Health care workers are also reported to be enthusiastic. They give short-course antiretroviral therapy to pregnant mothers to protect their babies against HIV during labor and delivery. "Anecdotally, we hear that they like having something to offer the moms as well as the babies," says Kenyon. By preventing TB in mothers, of course, the INH intervention is also providing the added bonus of protecting infants against contracting TB from their mothers.
Still, the six-month regimen has its limitations. Among adults with HIV, the regimen confers about only 60% protection against TB, with benefits lasting about two to three years, Kenyon says. That’s why the plan is to begin testing lifelong INH prophylaxis eventually, he adds. "It’s pretty well accepted that we need to look at longer INH regimens," he says. "The reason we started with six months is because we wanted to at least get the intervention out there, and then look at questions related to duration."

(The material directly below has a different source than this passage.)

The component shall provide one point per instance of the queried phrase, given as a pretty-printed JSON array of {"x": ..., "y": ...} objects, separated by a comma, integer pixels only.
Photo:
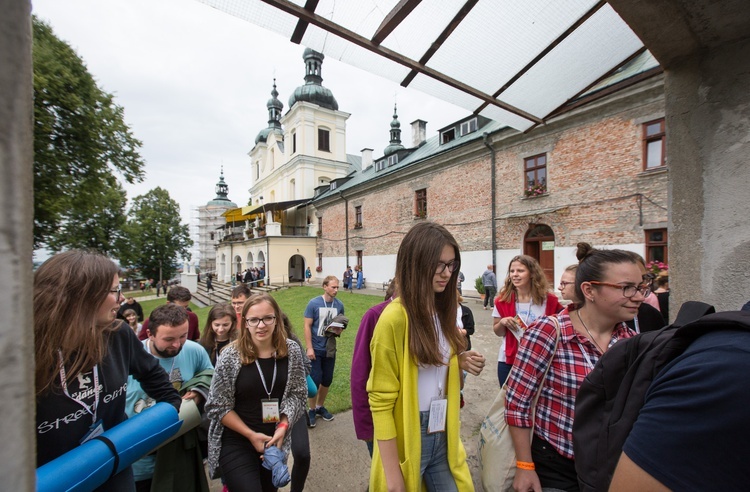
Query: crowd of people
[{"x": 260, "y": 388}]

Lifelong prophylaxis, often recommended in settings where the background of TB is so high that people are continually at risk for acquiring new infections, will be studied for two to three years, he adds — time enough to weigh potential problems and benefits.
No plans are being made, however, for testing short-course TB prophylaxis consisting of rifampin and pyrazinamide. "Rifampin is just too important to TB treatment here," says Kenyon. "There’s a fear of developing resistance."
A health post in virtually every village’
Among African nations, Botswana has an exceptionally strong public health infrastructure, marked by vigorous government commitment. The system is highly decentralized, resulting in
a situation where "everyone does everything," Kenyon notes. There are over 500 health posts for the country’s thinly spread population of 1.5 million people, "so there’s a health post in virtually every village," he says.
The country began using directly observed therapy for TB in 1986, before the practice even had a name, Kenyon notes. As a result, there is virtually no drug resistance in Botswana. On the other hand, the HIV epidemic has pushed the nation’s TB case rate to one of the highest on earth — 547/100,000 by 1999 estimates.
As elsewhere in the developing world, there is excited talk afoot these days of providing antiretroviral therapy at drastically reduced prices to AIDS victims, says Kenyon. (Recently, the Centers for Disease Control and Prevention surveyed the country to see what upgrades would need to be made to laboratories.) In the meantime, INH prophylaxis promises to be both cheap and sustainable and should give substantial hope to those waiting for something better.